To speed up the crystallization screening process, to reduce the errors involved in manual screening, and to explore more crystallization space with less macromolecule, on Monday, July 28, 2014 we have installed the Art Robbins Instruments Crystal Gryphon @ FSU 96-well crystal set-up robot. The XRF provides this service in two categories: 1) all consumables provided by the user, 2) XRF provided consumables. These two categories have different rates. Note that NOT all commercial screens are available at XRF, so if you are looking for unique screens, bring your own consumables.

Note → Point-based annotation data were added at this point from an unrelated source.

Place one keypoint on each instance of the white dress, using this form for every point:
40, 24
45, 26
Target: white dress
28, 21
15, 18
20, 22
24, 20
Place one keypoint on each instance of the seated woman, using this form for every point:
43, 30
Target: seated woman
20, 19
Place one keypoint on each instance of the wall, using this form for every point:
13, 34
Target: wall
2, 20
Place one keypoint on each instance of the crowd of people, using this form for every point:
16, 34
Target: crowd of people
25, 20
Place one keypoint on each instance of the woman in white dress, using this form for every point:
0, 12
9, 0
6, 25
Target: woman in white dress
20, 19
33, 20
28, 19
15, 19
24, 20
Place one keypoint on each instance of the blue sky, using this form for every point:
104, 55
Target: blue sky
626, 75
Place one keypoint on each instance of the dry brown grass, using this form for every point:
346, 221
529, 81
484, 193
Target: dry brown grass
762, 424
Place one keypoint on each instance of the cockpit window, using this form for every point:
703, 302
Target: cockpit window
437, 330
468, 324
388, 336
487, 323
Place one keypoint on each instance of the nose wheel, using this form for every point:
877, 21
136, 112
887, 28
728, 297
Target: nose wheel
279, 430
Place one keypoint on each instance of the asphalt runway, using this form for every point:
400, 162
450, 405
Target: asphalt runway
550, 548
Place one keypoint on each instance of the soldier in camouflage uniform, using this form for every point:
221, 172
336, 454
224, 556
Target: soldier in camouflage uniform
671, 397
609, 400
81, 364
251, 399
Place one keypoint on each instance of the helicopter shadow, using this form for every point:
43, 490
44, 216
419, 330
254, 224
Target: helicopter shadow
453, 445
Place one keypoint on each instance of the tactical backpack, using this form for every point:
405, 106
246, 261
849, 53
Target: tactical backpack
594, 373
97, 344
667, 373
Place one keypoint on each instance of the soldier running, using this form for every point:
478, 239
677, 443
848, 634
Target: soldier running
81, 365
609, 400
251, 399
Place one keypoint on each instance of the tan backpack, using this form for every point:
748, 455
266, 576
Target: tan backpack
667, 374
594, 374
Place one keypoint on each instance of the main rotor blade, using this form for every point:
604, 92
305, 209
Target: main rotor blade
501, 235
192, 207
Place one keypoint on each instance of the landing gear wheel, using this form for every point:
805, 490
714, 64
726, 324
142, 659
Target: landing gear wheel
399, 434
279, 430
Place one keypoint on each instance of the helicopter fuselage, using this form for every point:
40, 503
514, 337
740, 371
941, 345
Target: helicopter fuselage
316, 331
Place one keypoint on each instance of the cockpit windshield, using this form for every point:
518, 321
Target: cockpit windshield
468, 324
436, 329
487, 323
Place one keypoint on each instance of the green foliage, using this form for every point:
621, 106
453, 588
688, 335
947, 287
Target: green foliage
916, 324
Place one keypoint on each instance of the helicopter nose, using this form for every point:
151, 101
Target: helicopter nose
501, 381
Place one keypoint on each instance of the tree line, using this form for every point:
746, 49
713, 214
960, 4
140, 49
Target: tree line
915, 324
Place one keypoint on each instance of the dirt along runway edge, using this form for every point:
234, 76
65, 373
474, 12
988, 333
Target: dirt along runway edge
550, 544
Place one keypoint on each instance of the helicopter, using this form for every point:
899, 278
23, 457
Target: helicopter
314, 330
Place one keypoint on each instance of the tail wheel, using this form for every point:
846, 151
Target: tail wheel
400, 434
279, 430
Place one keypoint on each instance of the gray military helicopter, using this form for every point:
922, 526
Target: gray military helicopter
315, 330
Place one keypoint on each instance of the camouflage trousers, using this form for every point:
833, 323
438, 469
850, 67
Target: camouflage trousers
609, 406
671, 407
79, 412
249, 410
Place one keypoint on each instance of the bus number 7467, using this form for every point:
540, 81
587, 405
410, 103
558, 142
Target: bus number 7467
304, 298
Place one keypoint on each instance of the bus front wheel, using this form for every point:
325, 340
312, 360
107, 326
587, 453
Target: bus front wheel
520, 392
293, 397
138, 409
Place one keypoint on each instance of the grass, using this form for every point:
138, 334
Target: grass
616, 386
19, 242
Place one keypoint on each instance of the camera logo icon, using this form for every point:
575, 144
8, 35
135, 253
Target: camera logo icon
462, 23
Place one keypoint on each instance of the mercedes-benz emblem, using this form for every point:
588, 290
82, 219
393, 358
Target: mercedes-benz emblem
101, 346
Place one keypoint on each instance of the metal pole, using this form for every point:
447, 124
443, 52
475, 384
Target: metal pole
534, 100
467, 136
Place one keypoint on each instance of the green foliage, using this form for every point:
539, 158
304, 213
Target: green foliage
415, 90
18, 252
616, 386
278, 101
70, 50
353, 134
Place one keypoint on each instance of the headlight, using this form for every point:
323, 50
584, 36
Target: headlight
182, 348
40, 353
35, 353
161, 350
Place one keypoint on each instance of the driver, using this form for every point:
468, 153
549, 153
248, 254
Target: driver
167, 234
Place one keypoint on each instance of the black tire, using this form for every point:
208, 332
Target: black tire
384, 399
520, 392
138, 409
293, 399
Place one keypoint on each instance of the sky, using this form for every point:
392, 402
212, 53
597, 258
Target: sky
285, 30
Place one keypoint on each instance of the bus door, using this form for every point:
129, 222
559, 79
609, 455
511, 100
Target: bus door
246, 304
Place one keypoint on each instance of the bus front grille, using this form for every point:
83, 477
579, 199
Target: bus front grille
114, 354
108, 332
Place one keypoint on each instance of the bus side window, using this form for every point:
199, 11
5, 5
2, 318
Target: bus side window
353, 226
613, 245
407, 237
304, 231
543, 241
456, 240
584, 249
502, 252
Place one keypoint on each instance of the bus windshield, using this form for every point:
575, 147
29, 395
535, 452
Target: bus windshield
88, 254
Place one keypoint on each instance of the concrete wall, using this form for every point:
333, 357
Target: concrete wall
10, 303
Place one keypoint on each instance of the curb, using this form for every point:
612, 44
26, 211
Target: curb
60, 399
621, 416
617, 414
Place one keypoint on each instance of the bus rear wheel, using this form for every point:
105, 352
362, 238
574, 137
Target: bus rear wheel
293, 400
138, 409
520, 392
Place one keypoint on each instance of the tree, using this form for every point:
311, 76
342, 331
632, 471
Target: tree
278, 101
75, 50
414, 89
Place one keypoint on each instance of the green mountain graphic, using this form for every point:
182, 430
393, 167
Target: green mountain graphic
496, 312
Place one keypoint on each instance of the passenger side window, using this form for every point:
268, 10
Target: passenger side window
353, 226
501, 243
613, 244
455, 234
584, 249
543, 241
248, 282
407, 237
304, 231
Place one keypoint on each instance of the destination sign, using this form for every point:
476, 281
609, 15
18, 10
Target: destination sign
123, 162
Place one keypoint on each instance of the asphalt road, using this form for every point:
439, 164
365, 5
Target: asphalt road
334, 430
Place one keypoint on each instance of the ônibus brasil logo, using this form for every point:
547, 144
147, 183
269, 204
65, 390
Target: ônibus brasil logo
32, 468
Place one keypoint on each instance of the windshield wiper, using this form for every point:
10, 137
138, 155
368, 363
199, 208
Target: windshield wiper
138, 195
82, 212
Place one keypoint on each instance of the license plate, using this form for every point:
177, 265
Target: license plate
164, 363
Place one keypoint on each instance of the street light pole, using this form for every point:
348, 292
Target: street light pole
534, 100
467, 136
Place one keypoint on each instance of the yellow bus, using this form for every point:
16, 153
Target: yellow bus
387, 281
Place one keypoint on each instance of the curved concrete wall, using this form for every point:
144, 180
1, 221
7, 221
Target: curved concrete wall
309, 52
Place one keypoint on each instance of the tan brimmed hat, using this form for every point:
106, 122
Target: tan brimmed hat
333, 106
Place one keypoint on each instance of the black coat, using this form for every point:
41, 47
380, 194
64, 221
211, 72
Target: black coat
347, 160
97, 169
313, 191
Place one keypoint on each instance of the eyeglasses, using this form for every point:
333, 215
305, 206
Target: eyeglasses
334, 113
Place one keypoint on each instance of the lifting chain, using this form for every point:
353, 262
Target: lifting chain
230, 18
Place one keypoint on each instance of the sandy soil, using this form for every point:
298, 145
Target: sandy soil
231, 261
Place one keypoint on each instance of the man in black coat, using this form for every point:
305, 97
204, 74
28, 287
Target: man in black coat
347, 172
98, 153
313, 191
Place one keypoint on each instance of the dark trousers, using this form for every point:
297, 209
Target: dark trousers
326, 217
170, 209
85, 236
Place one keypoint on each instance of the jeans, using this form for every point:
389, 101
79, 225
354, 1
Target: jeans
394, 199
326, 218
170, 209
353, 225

In January 2016, we started to offer automated scanning and storing of images of 96-reservoir-3-well or 96-reservoir-2-well ARI Intelliplate crystallization screens using our IMB-designed home-built Simple Robotic Imager (SRI). The robotic imager is housed in KLB 412 and is shown on the right collecting data on an ARI 102-0001-20 using a Linux computer. For ARI 96-reservoir-2 well plate (ARI# 102-000-20) it will take about 8 minutes to image all the 192 wells at about 90x magnification. For ARI 96-reservoir-3 well plate (either ARI# 102-000-13 or ARI# 102-000-03 ) it will take about 12 minutes to image all the 288 wells at about 120x magnification. As soon as the image collection is over it can be viewed using Linux feh image viewer program.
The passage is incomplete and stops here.